Residents of Teton Village get to watch the annual metamorphosis firsthand. It’s a welcome change for some.

“It changes really quickly, and it’s kind of refreshing,” said Les Gibson, a 10-year resident of the village. “This morning there was one truck and one trailer in the upper parking lot, and that is a pretty nice change. We’re used to the crowds and we know that it’s a large attraction and a party, and then when it’s finally over, it’s really great for it to go quiet.”

Ah, the quiet.

“The noise is probably the hardest thing to get used to” each November, Gibson said, “and now, it’s deafeningly quiet.”

Several stores use the weeks after resort closure to restock and rearrange inventory. Peering into Pepi’s or Jackson Hole Sports, you can see piles of merchandise strewn around the floor in a seemingly random fashion.

The main activity at the village is construction of a new residential and retail building just south of the Aerial Tram. While crews have been working on construction throughout the winter, work has kicked into high gear this month.

One of the very few businesses open is the Teton Village Market, and the construction is the only reason, general manager Kevin Anderson said. This is the first year the store has stayed open through the offseason.

“Because of the construction that’s going on, that’s keeping us alive,” Anderson said. “We just reduced hours to 10 a.m. to 6 p.m. so these (construction workers) come here for their 10 o’clock break, their noon lunch and the beer on the way home.”

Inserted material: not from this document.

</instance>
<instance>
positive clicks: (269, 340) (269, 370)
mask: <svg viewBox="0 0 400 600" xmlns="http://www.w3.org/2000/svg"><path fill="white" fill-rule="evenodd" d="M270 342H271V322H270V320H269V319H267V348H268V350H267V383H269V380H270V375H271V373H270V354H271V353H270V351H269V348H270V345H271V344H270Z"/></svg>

“I’ve got a sales number I try to hit every day,” Anderson said, “and if I hit that number, I stay open, and if I don’t hit that number, I close the doors.”

It’s not just businesses at the village that experience a drop-off after the mountain closes. Nearby, on Highway 390, the Q Roadhouse & Brewing Co. sees a dip in business too, said manager Park Dunn-Morrison. Despite the loss of business from skiers, the restaurant manages to stay afloat during these weeks, mostly because of local customers.

“We definitely feel it,” Dunn-Morrison said. “We have a really good local clientele, though, who are pretty regular customers. We do pretty well through the offseason because we have local customers. A lot of places close, and I think with the local customers and the fact that a lot of other places are closed, we do all right.”

The Jackson Hole Chamber of Commerce said it was a busier year for hotels this year, with occupancy far exceeding what was seen during the 2012-13 winter. In addition, Teton Village had one of its biggest snow years on record, with 485 inches over the season.

Most of the businesses with “closed” signs say they will reopen between May 10 and 17.